O setor de autoescolas reagiu com pressão direta sobre o Congresso. A comissão instalada na Câmara ganhou força sob a liderança do setor de CFCs e da CNC, com o argumento principal de que as novas regras colocam em risco 15 mil empresas e 300 mil empregos, além de comprometer a segurança viária. O presidente da comissão especial, deputado Coronel Meira (PL-PE), chegou a orientar donos de autoescolas a lotar as galerias do plenário durante as audiências públicas para pressionar os parlamentares — cena incomum mesmo para os padrões do Congresso.

Zé Neto, por sua vez, buscou uma saída que proteja tanto os trabalhadores das autoescolas quanto os candidatos à CNH de baixa renda. A proposta do deputado prevê que as autoescolas recebam parte da arrecadação do governo com multas de trânsito para oferta de CNHs a pessoas de baixa renda inscritas no CadÚnico. A ideia seria garantir receita para o setor sem manter os preços elevados para o cidadão comum — um caminho alternativo à simples reversão das reformas.

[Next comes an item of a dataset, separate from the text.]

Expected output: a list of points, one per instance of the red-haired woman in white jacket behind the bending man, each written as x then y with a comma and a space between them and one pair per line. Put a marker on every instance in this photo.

Calendário de audiências públicas — Comissão Especial da CNH
25
Mar
Processo de formação de condutores — carga horária, autoescolas e instrutores autônomos
08
Abr
Regras para exames médicos, psicológicos e toxicológicos
15
Abr
Fiscalização de velocidade e sistemas de pedágio
Mai
2026
Previsão de votação do relatório final — antes do período eleitoral

O relator da comissão especial, deputado Áureo Ribeiro (Solidariedade-RJ), também coloca na mesa uma proposta que não tem relação direta com as mudanças do governo: a redução da idade mínima para tirar CNH de 18 para 16 anos, com obrigatoriedade de um adulto responsável no carro durante a condução. O argumento é de coerência legal — se um jovem de 16 anos pode votar, por que não pode dirigir? A proposta ainda divide especialistas em segurança viária. O parecer final da comissão deve ser divulgado em até 45 dias, antes do período eleitoral de 2026.